After spending 10 years with the Montreal Expos, Tim Raines reached terms yesterday with the Chicago White Sox and approved a trade the two teams worked out earlier in the weekend.
"I feel pretty good about it," Raines said by telephone from his home in Lake Mary, Fla. "The only team I've ever known is Montreal. This is almost like a new beginning."
Raines, who had two years left on his contract with the Expos, said he agreed to a three-year, $10.5 million contract with the White Sox.
The Expos traded Raines, minor-league pitcher Jeff Carter and a minor-league player to be named for outfielder Ivan Calderon and pitcher Barry Jones.
After the 1990 season, Raines, 31, told the Expos he wanted to be traded.
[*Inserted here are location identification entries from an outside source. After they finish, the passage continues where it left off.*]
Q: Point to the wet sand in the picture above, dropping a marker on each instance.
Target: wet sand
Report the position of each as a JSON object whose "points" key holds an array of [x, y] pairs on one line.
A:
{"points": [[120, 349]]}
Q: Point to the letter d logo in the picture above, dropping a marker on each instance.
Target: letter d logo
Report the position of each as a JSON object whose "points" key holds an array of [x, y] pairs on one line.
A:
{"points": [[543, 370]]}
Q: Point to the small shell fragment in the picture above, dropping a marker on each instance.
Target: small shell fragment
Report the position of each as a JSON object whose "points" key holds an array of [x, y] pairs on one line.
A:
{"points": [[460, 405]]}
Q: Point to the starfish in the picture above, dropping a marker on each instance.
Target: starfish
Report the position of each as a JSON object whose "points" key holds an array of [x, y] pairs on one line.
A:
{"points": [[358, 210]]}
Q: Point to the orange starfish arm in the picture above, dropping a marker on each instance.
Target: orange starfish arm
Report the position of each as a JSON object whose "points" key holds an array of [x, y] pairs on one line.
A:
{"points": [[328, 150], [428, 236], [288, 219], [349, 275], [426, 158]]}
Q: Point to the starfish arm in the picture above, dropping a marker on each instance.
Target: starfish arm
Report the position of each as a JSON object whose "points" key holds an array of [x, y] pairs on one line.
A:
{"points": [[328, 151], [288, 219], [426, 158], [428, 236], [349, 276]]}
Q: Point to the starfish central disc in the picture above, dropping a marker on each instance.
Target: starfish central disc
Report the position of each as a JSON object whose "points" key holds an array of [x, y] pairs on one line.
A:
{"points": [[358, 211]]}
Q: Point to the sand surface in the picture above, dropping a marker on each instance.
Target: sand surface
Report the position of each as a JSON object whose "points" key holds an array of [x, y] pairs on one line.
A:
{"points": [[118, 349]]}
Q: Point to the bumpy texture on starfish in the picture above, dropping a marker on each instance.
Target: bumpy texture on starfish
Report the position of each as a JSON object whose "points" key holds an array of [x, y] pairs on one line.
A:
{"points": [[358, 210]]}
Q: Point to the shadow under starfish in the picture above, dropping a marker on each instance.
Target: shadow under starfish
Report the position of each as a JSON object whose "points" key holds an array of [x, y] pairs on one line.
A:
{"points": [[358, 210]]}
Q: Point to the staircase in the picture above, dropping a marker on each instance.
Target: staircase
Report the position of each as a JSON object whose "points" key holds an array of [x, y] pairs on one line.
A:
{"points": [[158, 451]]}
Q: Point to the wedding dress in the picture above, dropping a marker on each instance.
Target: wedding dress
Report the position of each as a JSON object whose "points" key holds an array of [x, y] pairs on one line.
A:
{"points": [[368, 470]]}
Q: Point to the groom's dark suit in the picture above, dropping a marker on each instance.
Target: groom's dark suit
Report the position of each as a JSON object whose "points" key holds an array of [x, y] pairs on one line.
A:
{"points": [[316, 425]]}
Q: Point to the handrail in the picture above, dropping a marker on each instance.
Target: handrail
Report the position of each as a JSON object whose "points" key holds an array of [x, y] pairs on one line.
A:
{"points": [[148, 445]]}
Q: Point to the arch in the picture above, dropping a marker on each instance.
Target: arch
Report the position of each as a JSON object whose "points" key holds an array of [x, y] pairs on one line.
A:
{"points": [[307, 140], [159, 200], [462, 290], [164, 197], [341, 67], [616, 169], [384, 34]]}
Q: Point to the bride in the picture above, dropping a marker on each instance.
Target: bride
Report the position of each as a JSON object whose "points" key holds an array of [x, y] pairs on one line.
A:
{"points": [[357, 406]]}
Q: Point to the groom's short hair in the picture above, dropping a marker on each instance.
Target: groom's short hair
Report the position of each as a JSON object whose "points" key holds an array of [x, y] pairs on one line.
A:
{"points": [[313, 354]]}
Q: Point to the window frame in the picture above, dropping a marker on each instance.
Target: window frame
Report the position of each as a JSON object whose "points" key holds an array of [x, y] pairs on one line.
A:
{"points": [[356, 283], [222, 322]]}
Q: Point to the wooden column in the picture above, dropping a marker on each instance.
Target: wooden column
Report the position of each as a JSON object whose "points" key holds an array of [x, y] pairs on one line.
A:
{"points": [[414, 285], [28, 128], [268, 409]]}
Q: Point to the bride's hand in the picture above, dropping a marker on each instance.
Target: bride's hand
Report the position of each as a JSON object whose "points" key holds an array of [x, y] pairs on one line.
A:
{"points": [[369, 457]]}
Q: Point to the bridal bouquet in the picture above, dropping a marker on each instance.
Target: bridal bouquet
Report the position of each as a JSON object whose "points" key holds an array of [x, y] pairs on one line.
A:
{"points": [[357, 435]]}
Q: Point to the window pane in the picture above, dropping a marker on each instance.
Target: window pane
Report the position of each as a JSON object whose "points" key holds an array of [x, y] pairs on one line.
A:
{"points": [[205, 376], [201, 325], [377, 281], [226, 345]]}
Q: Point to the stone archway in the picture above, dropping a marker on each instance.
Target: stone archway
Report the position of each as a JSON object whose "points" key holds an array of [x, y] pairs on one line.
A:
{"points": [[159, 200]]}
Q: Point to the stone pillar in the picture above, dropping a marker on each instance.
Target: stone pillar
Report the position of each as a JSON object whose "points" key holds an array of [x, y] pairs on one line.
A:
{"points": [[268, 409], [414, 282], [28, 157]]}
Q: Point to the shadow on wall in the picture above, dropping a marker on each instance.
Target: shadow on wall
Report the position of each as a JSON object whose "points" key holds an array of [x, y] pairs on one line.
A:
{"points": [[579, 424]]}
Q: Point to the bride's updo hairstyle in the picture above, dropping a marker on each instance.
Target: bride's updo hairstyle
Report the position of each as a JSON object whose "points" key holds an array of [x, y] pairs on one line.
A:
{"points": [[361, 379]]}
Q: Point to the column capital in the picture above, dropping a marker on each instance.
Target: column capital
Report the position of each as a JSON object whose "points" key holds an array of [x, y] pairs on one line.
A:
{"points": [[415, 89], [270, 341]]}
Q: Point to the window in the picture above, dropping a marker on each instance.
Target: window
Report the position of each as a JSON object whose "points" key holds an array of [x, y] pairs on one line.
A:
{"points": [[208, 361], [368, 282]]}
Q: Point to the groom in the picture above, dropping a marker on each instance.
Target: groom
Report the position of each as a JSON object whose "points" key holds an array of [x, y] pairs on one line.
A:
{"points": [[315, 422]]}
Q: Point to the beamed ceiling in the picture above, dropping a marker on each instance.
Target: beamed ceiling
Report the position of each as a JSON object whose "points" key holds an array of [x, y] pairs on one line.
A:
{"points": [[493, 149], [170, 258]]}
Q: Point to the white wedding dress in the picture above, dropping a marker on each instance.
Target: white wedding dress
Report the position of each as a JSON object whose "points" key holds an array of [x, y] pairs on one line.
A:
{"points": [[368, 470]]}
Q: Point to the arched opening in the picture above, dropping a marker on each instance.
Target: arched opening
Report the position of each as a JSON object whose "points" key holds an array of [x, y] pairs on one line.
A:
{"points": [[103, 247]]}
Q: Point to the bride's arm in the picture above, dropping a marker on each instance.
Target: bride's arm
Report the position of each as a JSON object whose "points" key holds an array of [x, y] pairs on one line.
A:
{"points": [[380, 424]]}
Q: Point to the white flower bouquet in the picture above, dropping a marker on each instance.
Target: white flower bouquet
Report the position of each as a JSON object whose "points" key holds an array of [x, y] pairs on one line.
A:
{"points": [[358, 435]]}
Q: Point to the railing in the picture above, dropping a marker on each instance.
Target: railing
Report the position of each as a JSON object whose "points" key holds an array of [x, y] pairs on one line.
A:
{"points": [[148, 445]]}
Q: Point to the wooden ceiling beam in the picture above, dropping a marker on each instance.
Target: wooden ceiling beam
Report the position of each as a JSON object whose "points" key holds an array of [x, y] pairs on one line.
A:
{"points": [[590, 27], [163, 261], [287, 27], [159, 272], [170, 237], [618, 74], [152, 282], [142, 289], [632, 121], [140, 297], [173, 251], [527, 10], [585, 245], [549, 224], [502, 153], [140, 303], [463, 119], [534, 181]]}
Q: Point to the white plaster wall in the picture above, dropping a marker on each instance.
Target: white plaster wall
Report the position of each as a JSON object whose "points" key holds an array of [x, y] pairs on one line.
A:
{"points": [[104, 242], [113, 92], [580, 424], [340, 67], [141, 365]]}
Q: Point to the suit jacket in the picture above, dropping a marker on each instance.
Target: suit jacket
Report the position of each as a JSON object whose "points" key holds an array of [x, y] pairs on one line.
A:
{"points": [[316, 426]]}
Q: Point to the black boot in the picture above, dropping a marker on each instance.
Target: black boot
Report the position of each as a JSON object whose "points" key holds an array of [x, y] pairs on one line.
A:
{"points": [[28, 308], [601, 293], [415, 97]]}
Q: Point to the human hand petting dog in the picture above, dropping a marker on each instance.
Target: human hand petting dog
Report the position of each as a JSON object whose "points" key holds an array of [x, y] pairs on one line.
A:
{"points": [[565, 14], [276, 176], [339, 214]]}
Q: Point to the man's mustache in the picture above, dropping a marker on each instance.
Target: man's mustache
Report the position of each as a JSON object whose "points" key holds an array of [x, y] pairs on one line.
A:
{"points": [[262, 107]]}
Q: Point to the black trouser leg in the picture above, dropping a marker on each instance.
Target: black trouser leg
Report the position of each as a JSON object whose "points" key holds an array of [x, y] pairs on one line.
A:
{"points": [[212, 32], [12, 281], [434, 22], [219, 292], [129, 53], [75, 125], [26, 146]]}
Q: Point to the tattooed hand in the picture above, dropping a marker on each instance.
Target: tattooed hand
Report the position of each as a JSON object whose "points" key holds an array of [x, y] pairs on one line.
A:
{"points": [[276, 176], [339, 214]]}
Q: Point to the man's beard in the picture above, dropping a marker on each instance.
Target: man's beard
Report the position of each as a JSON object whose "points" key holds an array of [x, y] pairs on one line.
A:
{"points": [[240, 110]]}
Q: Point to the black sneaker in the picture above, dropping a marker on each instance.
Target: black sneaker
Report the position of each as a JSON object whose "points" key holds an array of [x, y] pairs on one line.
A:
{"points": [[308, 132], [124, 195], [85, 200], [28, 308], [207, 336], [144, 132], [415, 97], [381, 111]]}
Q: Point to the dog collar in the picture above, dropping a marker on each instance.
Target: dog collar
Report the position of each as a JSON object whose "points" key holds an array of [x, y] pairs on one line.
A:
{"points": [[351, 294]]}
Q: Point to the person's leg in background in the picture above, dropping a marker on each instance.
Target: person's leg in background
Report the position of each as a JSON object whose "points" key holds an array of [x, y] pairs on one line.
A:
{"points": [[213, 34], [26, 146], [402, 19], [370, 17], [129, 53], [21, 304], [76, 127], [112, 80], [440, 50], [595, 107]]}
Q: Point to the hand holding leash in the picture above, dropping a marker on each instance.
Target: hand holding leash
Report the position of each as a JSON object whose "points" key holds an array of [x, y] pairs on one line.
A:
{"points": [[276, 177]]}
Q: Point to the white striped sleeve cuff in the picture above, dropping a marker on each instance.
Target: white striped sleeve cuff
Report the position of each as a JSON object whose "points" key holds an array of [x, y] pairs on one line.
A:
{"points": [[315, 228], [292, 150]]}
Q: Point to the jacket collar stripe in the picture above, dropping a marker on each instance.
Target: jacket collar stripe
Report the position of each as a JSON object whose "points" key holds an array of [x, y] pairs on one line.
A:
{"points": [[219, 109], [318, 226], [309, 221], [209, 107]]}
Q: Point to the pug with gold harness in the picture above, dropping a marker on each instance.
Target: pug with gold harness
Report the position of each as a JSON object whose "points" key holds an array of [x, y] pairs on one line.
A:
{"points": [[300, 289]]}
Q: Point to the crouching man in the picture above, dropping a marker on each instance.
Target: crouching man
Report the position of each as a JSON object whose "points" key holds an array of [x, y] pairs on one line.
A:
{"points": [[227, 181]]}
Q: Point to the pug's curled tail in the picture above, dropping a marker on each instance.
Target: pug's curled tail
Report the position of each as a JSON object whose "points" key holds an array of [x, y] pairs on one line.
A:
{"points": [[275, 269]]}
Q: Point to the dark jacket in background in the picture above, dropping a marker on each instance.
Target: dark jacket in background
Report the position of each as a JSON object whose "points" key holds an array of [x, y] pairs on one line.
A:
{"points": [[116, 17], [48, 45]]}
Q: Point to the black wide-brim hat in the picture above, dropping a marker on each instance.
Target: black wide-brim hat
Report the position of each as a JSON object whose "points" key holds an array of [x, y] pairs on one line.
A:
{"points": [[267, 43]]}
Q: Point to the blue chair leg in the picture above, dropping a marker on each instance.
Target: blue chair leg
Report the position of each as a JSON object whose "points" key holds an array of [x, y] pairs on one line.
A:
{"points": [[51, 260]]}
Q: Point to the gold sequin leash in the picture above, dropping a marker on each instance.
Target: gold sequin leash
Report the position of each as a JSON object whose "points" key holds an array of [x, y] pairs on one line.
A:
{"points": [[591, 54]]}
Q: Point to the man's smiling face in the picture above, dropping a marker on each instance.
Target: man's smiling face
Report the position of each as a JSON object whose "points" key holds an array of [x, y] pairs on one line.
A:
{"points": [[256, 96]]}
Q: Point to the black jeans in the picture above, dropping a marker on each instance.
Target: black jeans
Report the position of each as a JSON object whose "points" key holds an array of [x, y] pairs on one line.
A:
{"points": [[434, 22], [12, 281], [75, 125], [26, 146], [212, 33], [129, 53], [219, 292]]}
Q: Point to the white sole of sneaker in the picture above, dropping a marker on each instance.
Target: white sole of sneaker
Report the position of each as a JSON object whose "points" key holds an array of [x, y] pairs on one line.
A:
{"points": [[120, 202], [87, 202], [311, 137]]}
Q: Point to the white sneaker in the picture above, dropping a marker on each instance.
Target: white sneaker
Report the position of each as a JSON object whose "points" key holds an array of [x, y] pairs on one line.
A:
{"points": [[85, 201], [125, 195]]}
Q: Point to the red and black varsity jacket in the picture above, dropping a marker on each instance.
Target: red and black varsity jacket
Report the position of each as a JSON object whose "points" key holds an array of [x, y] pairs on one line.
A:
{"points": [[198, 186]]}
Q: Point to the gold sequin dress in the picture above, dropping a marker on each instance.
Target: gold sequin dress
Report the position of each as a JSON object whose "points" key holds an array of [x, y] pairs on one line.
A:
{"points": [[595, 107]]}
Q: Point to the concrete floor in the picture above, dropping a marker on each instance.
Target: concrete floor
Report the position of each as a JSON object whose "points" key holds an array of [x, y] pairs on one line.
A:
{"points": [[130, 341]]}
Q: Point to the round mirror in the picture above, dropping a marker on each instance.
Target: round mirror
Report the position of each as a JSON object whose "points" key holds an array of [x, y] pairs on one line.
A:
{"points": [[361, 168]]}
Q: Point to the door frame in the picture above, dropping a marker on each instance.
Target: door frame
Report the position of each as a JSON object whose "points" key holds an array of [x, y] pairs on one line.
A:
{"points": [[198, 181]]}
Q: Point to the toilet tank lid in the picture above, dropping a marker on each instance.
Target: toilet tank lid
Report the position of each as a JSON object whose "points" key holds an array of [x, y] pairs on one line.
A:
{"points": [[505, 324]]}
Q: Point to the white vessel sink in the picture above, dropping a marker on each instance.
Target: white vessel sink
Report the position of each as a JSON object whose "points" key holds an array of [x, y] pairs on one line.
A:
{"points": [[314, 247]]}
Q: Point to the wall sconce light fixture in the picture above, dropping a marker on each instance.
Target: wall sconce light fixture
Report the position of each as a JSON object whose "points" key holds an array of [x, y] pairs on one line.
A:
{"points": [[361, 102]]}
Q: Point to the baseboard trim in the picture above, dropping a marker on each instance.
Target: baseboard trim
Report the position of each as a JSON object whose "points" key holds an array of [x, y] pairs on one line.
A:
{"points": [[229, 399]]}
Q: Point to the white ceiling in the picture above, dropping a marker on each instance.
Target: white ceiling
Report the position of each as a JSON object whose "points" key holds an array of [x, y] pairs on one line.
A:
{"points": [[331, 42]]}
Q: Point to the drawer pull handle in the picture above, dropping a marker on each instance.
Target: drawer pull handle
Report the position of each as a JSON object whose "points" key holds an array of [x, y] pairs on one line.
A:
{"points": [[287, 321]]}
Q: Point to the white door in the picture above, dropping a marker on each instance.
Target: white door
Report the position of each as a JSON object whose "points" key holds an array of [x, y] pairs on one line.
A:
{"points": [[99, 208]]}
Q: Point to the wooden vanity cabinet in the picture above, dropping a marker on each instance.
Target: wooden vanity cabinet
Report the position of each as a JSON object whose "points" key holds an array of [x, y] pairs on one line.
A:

One of the reasons was to get to a team that has a stadium with natural grass.
"This is a chance to get off the [artificial] turf and possibly extend my career a few years," he said.
As a player with 10 years in the major leagues and at least five with his current team, Raines had to approve any trade that involved him.
Until recently, Raines had insisted that he would go only to a National League team and had named the Cubs, the Mets, the Braves, the Padres and the Dodgers as teams he would play for.
But recently, it became more and more unlikely that any of those teams would be willing to trade for Raines, so he began leaning toward a move to the American League.
"Those teams pretty much set themselves with free agents," Raines said of the NL teams he had favored.
Raines called the White Sox "a young, exciting ballclub" and said he expects to bat leadoff. Chicago manager Jeff Torborg said earlier this month that he would bat Raines leadoff if the Sox could get him.
During the past few years, Raines has been shifted around the Expos' batting order.
Raines said he also is looking forward to an occasional stint as the designated hitter, giving him a chance to rest up for the rigors of playing leftfield.
Raines, a career .301 hitter, batted .287 last year, with 62 RBIs and 49 stolen bases.
Calderon, 28, hit .273 with 14 homers and 74 RBIs last season. His best year was in 1987, when he batted .293 with 28 home runs.
Jones, 27, was 11-4 with a 2.31 earned run average and one save last season. He was used as a setup man for Bobby Thigpen, who set a major-league record with 57 saves.
Raines said Montreal general manager Dave Dombrowski wished him well last night by telephone.